Sunday, December 04, 2005

New Style of Comment Spam



I came back this evening from a delicious, icy, snowy weekend vacation in Seattle to discover a new type of comment spam on my blog.

These are comments that are relevant, don't contain links, are personal, have obviously read the entry and are typically responding favorably. So why did they set off my spam alarms?

In the field for a commentor's url, name, and email, this commentor has put in a blog address that leads to a content non-sense blog that looks to be up only to drive search return ratings.

So... approve the comment? Delete as spam?

Sweets gave me a good suggestion to try at first. He says keep the comment (since it is relevant, and not the part I am objecting to), and break the commentor's url by changing http to hxxp and putting a space after every character in the url.

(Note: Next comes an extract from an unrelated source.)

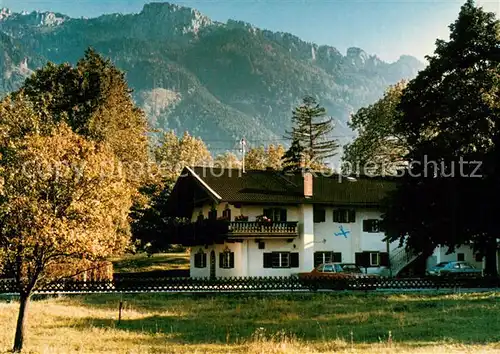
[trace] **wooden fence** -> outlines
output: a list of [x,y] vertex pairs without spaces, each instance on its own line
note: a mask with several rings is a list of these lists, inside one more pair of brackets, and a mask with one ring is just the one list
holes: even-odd
[[[38,289],[37,293],[134,293],[134,292],[260,292],[331,290],[405,290],[500,287],[500,280],[487,278],[368,278],[328,279],[296,277],[242,278],[127,278],[109,281],[65,281]],[[17,293],[11,280],[0,281],[0,293]]]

I'll see how that goes. I definitly get the impression that these commentors are watching to see what my response is before they flood me.

Example of the comment change is exhibited with the last two comments on this Harry Potter recipe.


This post was written by McAuliflower from Brownie Points Blog


5 comments:

Sam said...

that's strange - especially as it was such an old post.

hope they dont start this on blogger seeing as we dont have the capability to edit our comments.

I have another theory about why they aren't as smart as they could be, if they really want to do spam damage but I am not going to write it here in case they read it and then change their approach.

Jennifer Maiser said...

When I have had comments that ring a little strange, I completely strip out the url and email address, leaving just the comment.

Andrew said...

if they are commenting on old posts it says to me that all they are after is the link - for googlejuice - i delete them; well actually i dont i have comments turned off on old posts after 21 days.

paul said...

When I get these, I do the same thing - I break the link. But I really should just delete them since they don't add anything. More popular posts with high Google ranking get targeted by these handmade comment spams.

Manual spam seem to be moving from low paying, non-English speaking labor to more sophisticated help, probably hired by the throngs of SEO (Search Engine Optimzer) consultants popping up.

However this is the sort of thing that might be twarted by the nofollow attribute.

McAuliflower said...

Well, the response to an old post makes sense because it's been highlighted up front since I went to see Harry Potter.

Having comments suspend after a certain amount of time sounds nice.

I really like the 'no follow' attribute!